Älteste Ansicht des Stiftbezirks aus dem Jahr 1605 von Wilhelm Dilich

Nach dem großen Brand von 1038 begann der romanische Neubau, der abgesehen vom Langchor und vom Westbau dem karolingischen Grundriss folgte. Die Weihe von Chor und Krypta erfolgte 1040 in Anwesenheit von König Heinrich III. Um 1040 wurden die Hauptreliquien der vormaligen karolingischen Stiftskirche, die Reliquien der Apostel Simon der Zelot und Judas Thaddäus, vom Abt an Kaiser Heinrich III. für die Gründung des Kollegiatstiftes Goslar verschenkt.
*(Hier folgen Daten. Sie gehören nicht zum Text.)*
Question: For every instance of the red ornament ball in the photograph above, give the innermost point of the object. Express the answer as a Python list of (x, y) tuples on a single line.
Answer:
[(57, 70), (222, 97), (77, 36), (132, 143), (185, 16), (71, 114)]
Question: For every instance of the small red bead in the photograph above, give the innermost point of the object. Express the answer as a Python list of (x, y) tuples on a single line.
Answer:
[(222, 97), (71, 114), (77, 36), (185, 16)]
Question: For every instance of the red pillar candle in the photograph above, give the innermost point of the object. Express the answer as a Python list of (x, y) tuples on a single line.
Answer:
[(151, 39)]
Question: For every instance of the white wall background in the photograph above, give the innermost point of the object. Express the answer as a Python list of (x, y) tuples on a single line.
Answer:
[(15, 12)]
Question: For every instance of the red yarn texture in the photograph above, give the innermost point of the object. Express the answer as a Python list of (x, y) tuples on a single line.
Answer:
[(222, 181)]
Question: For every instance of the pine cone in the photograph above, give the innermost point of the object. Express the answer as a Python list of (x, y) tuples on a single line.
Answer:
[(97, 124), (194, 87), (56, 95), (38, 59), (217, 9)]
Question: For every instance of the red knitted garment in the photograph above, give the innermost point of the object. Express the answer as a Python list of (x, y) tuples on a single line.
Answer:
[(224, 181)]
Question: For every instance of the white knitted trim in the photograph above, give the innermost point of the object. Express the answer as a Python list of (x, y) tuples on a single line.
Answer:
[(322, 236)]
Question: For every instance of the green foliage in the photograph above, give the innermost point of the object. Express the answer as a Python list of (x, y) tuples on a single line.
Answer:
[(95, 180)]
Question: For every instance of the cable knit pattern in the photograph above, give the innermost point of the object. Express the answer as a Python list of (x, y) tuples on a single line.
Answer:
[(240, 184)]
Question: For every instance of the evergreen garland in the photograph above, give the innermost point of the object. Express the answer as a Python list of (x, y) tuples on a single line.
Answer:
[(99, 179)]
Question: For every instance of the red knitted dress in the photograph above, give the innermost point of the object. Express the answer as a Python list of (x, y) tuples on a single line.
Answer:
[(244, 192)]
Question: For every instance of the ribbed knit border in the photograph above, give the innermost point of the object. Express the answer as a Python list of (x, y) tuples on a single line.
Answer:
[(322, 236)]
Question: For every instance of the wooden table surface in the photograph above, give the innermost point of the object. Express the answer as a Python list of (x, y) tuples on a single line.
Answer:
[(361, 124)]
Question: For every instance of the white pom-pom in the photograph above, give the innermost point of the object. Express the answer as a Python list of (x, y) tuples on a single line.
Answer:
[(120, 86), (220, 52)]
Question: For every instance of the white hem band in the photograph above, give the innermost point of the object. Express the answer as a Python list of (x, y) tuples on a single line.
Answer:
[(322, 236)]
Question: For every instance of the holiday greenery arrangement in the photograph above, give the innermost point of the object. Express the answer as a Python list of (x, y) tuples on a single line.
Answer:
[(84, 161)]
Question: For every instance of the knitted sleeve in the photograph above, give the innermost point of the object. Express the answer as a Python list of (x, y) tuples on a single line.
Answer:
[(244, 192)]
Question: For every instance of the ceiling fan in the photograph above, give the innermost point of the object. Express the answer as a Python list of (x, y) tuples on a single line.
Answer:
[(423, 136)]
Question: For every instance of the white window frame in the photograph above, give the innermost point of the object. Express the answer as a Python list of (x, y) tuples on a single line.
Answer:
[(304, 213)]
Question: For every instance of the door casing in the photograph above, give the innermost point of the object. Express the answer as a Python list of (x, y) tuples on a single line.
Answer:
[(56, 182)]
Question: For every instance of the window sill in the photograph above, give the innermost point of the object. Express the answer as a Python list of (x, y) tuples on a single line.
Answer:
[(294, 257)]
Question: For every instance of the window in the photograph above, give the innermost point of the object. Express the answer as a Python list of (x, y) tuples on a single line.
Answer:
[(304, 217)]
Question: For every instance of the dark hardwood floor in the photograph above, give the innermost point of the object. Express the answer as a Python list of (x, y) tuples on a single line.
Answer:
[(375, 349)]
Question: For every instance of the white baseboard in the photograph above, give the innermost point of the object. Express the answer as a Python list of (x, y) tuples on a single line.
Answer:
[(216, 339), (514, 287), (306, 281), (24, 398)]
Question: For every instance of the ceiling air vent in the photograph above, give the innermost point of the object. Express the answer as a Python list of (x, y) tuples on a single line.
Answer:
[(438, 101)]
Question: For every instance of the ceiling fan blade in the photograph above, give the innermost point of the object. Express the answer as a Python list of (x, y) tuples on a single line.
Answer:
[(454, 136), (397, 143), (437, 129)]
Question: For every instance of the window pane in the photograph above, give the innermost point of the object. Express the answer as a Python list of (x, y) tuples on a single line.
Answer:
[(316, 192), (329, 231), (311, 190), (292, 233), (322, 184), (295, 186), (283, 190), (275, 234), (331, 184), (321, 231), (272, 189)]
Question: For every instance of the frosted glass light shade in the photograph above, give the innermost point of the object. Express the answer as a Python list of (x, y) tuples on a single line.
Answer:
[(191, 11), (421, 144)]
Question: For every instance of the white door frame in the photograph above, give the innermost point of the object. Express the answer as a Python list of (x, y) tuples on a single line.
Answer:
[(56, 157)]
Die Hauptweihe der neuen Kirche fand in Anwesenheit von König Konrad III. im Jahre 1144 statt.

Der Sandstein für alle Kirchenbauten stammte hauptsächlich aus dem Steinbruch in Cornberg. Es ist zudem wahrscheinlich, dass das Naturdenkmal „Lange Steine“ in der Gemeinde Haunetal ebenfalls ein alter Steinbruch war, aus dem Sandstein für das Kloster kam. Die langen Steine könnten für Säulen der Stiftskirche aus dem Fels gebrochen worden sein.

Die romanische Abtei- und Stiftskirche bestand ohne wesentliche Veränderungen bis zu ihrer Zerstörung. Sie wurde allerdings als katholisches Kirchenhaus im Jahr 1525 aufgegeben.

Im Siebenjährigen Krieg besetzten französischen Truppen unter Marschall Victor-François de Broglie Hersfeld. Er nutzte die Räumlichkeiten der nicht mehr genutzten Klostergebäude und der Stiftskirche als Vorrats- und Verpflegungslager. Als 1761 Truppen unter Herzog Ferdinand von Braunschweig, die mit Preußen verbündet waren, schnell gegen Hersfeld vorrückten, konnten die Franzosen ihre Stellung in der Stadt nicht mehr halten. Um zu verhindern, dass die Vorräte dem Feind in die Hände fielen, wurden diese angezündet. Am 19. Februar 1761 brannte daher die Stiftskirche und umliegende Abteigebäude ab. Der Turm über der Vierung mit der kupfer-vergoldeten Hand, die angeblich noch von Karl dem Großen stammte, und das Dach der Kirche stürzten unter anderem durch Mehlstaubexplosionen ein. Noch ein halbes Jahr später schlugen Flammen aus den Schuttbergen. Lediglich der Ostflügel des romanischen Klostergevierts ist erhalten geblieben. In diesem ist heute das Museum untergebracht.

Die Ruine diente den Hersfeldern bis in das 19. Jahrhundert hinein als Steinbruch.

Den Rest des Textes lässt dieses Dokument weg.